B was passed illegally, arbitrarily or in an improper manner. In the view that we take regarding the service of Ext. IV it is unnecessary to consider whether the other notices were served properly. The Government had jurisdiction to set aside the sale in exercise of the revisional powers for sufficient reasons and the failure to serve Ext. IV on the defaulter is a sufficient reason. We accordingly hold that the conclusion reached by the court below on this point is correct. 5. The 1st Respondent has preferred a memorandum of cross-objections relating to two findings against him. One such finding is that the plaintiff was in possession of the property, pursuant to the revenue sale and delivery. It was conceded that this finding has no bearing on the decision of the main question as to whether the revenue sale was conducted illegally. The finding cannot be said to be totally wrong in view of the statement in the written statement of the 1st defendant that he was entitled to recover possession from the plaintiff. We do not see any reason to interfere with this finding.
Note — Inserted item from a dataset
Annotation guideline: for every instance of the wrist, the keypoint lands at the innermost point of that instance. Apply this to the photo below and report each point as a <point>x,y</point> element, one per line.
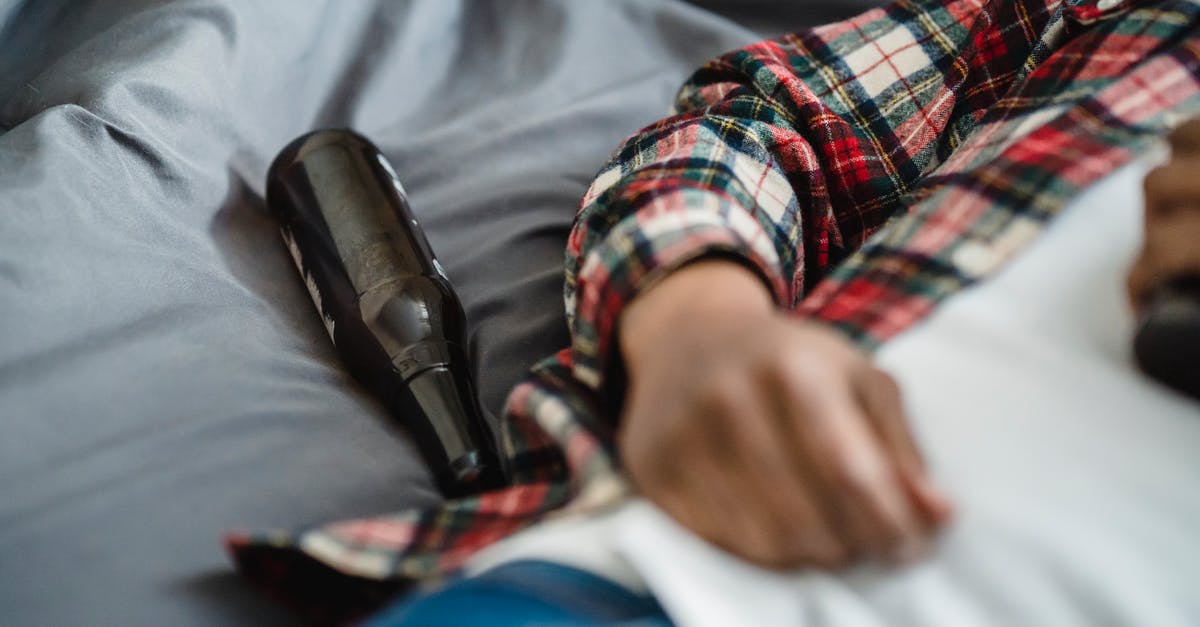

The other point raised in the memorandum of cross-objections is that the lower court should have found that the extent of the property was 62 cents and not 26 cents. All the records relating to the revenue sale including Ext. W, a petition filed by the 1st defendant before the Tahsildar, show that the extent of the property sold was only 26 cents. This finding also does not call for interference. 6. In the result we confirm the decree of the court below and dismiss the appeal with costs. The memorandum of cross objections is also dismissed.